Fifty years ago today, David Steel’s 1967 Abortion Act made it possible to access safe and legal abortion in Britain, a right that today most of us take for granted. We say Britain, because sadly the same rights were not extended to Northern Ireland and to this day all but a tiny minority of Northern Irish women are ineligible for a legal abortion in their home country – even in cases of rape, incest, or the diagnosis of a fatal foetal abnormality.
In this way, Northern Ireland offers us a window to the past, as well as a vision of what Britain would be like if the Act had never been introduced. Women would be forced to travel to neighbouring countries to access the healthcare they need, or risk life imprisonment for having the audacity to decide what is right for them and their families.
Marie Stopes International works in many countries where safe abortion services are restricted and the tragic consequences are seen on a daily basis. Our teams around the world are met by women bleeding, sometimes even dying, after resorting to whatever methods are at their disposal; from buying counterfeit abortion drugs, visiting a ‘quack’ doctor or backstreet abortionist, or taking matters into their own hands with sharpened sticks or bicycle spokes.
The simple fact is that there will always be a need for safe abortion services, wherever you are in the world. A country’s laws can either support women or put barriers in their path but either way women will do whatever it takes to end an unwanted pregnancy, risking their liberty or their lives if safe, legal abortion is not an option.
In the UK, 50 years after the Abortion Act, abortion still falls within criminal law and women still don’t have the right to make one of the most fundamental choices about their bodies and their lives without two doctors signing off the decision. But it feels like the tide is finally turning.

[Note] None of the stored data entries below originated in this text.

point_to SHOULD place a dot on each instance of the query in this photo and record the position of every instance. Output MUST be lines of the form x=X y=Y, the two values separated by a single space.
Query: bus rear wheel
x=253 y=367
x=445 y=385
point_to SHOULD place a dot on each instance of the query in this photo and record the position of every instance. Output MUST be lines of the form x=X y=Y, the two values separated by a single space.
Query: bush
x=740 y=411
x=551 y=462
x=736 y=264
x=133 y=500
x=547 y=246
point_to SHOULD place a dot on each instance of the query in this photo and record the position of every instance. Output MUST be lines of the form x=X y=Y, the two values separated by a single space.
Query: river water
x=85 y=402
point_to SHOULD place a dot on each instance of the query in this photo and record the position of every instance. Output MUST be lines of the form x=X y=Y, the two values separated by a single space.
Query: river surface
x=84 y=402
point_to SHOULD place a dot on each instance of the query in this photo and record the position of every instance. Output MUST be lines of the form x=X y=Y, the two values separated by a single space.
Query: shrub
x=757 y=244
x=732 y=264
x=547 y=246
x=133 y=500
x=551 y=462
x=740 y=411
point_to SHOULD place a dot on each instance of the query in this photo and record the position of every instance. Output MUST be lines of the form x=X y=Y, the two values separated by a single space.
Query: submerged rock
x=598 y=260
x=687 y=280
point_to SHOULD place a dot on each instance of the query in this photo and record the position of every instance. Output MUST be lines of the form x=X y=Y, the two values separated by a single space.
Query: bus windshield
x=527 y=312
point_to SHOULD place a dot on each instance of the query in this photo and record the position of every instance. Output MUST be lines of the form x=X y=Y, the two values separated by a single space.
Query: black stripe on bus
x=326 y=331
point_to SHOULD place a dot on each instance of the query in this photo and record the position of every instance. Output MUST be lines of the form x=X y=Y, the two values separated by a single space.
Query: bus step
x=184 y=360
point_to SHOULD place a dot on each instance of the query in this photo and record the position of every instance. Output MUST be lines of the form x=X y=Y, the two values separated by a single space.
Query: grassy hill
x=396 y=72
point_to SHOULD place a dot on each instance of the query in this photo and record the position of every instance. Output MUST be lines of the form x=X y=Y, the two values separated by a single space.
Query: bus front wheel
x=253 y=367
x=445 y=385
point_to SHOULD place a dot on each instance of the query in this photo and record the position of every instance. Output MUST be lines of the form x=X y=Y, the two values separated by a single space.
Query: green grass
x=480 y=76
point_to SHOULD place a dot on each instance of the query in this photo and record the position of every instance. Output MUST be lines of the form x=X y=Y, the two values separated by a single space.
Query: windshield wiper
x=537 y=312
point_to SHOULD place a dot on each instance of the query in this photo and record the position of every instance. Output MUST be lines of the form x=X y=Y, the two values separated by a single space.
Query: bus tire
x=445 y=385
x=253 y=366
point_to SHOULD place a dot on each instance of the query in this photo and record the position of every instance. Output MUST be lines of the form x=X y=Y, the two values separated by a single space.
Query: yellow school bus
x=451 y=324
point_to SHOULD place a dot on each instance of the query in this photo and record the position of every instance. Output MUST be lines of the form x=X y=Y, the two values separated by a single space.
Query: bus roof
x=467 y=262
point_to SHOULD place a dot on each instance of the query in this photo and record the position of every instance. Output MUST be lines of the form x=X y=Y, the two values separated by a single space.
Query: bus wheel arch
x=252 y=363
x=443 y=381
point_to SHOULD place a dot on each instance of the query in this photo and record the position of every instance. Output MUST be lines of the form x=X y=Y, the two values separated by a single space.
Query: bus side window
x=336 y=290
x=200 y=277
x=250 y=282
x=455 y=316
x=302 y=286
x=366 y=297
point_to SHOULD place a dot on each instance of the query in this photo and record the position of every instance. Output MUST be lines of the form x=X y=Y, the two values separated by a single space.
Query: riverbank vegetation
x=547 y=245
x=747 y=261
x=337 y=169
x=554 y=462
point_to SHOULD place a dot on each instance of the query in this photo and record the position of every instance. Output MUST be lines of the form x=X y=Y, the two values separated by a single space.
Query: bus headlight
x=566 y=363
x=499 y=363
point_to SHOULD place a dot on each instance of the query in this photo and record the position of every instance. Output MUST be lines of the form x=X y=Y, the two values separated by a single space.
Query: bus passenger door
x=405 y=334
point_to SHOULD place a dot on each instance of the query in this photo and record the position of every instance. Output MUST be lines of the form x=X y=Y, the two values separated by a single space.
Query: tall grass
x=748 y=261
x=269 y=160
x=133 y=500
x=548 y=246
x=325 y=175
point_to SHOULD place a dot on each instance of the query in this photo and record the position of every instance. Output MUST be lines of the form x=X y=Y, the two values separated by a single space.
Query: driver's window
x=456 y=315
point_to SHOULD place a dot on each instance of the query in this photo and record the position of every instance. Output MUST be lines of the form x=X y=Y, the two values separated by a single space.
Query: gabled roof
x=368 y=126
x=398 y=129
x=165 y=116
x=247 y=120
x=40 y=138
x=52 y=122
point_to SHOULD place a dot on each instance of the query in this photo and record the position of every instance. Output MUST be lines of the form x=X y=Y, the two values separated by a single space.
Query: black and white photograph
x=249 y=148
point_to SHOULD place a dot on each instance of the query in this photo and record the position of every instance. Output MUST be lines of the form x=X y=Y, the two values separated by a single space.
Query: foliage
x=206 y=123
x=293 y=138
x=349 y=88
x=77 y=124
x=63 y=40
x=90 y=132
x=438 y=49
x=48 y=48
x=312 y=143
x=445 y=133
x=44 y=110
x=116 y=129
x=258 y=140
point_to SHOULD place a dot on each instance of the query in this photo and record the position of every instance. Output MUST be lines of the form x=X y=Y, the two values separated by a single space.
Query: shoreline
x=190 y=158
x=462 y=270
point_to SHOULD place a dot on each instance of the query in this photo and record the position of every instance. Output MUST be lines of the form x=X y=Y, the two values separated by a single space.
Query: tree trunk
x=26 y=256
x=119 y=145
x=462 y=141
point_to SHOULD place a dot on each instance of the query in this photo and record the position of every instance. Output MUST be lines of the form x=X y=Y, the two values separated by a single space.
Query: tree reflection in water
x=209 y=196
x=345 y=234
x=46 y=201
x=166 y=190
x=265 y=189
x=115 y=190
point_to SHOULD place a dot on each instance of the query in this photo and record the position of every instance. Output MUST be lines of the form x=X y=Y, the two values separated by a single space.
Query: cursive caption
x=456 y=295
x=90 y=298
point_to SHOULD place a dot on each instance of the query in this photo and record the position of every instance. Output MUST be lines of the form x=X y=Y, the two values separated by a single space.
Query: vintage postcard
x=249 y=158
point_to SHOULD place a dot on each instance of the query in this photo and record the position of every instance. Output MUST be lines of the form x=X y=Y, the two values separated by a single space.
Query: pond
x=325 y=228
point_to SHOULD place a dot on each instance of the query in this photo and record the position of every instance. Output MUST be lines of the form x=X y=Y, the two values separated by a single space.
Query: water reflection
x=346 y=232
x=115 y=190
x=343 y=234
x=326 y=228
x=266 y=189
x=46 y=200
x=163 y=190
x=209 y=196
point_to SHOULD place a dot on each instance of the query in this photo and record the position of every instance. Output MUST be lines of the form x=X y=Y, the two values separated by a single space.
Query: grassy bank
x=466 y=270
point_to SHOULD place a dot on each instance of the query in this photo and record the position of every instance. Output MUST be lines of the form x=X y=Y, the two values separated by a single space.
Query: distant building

In March, Diana Johnson MP won the right to introduce a bill to fully decriminalise abortion. In June, after a campaign spearheaded by Stella Creasy MP, the government announced that they would allow abortion care providers in England to offer funded services for Northern Irish women. Then in October, a west London council passed a landmark decision to ban anti-choice campaigners from harassing women outside Marie Stopes UK’s Ealing clinic.
For most women in the UK, this is the most visible and distressing barrier they face. Despite recent data proving widespread public and political support for women’s right to abortion, this vocal minority seek to prevent women from accessing the high quality care and support they need. They use the word ‘protest’ to mask their real objectives, which are to harass women they don’t know, invade their space and block their right to legal healthcare. This is completely unacceptable, and it is heartening to see MPs and party leaders from across the political spectrum supporting this issue and calling for much needed change.
Just yesterday, nearly 50 years to the day after the Abortion Act was passed, the Scottish government announced that women would be able to take the second set of medical abortion tablets at home, where previously they had to be taken in clinic. This is significant for women who have far to travel from the clinic back to their homes, where there was a real chance that bleeding could begin on their way back from the appointment.
At Marie Stopes UK we believe it is time that women are trusted to make decisions over their bodies and their lives and we call on the government to empower women all over the UK with the same rights.
Today, as we look back and celebrate the 50th anniversary of the Abortion Act and all the benefits it has brought, let’s not be complacent. Many barriers still remain and the time is right to call for change.